Just two weeks ago, I featured the tremendous digitization project of the Vatican Apostolic Library (VAT), known as DigiVatLib. Since then, two more treasure troves of online resources have come to my attention. I would like to share these with you today.
First, one of the greatest pieces of the world’s cultural inheritance is the Book of Kells. Described by the Annals of Ulster (A.D. 1007) as “the chief relic of the Western world,” the manuscript is a 680-page book of the Gospels, richly decorated in the tradition of Insular illumination. Long attributed to St. Columbkille (d. 597), the manuscript was more likely crafted by later monks of Iona around the year 800. The volume takes its name from the Abbey of Kells (County Meath), where it was housed for centuries, and it is now displayed to the public at Trinity College Library in Dublin. The folios of this manuscript were scanned in 1990, but they were rescanned two decades later with state-of-the-art technology. Since 2013, the entire Book of Kells has been available online. What a gift it is to have this masterpiece so easily accessible.
The second online resource I would like to recommend has only recently become available, courtesy of the Paris Musées, an incorporation of the fourteen city-operated museums of the French capital. Now available on their collections website are 150,000 high-resolution images depicting some of their holdings. Effective January 8, 2020, these digital reproductions are freely available, without charge and without restriction.

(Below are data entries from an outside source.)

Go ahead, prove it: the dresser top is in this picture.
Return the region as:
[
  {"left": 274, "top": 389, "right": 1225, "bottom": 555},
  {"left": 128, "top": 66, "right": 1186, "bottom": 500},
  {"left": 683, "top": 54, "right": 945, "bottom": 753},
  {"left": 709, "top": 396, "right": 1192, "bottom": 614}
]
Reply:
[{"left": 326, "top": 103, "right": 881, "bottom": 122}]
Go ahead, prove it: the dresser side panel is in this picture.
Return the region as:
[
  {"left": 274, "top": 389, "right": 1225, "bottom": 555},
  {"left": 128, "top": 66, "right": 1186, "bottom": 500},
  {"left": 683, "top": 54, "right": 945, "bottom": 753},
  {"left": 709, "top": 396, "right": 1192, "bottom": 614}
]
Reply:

This decision, according to the museums, “will contribute to enhancing and improving the way our collections are made available and will strengthen the measures taken to ensure better public access to art and culture as well as increasing visibility and understanding of the works in our municipal collections. . . . This policy of free access is part of a programme of development, cultural mediation and opening up of the collections to Internet users.”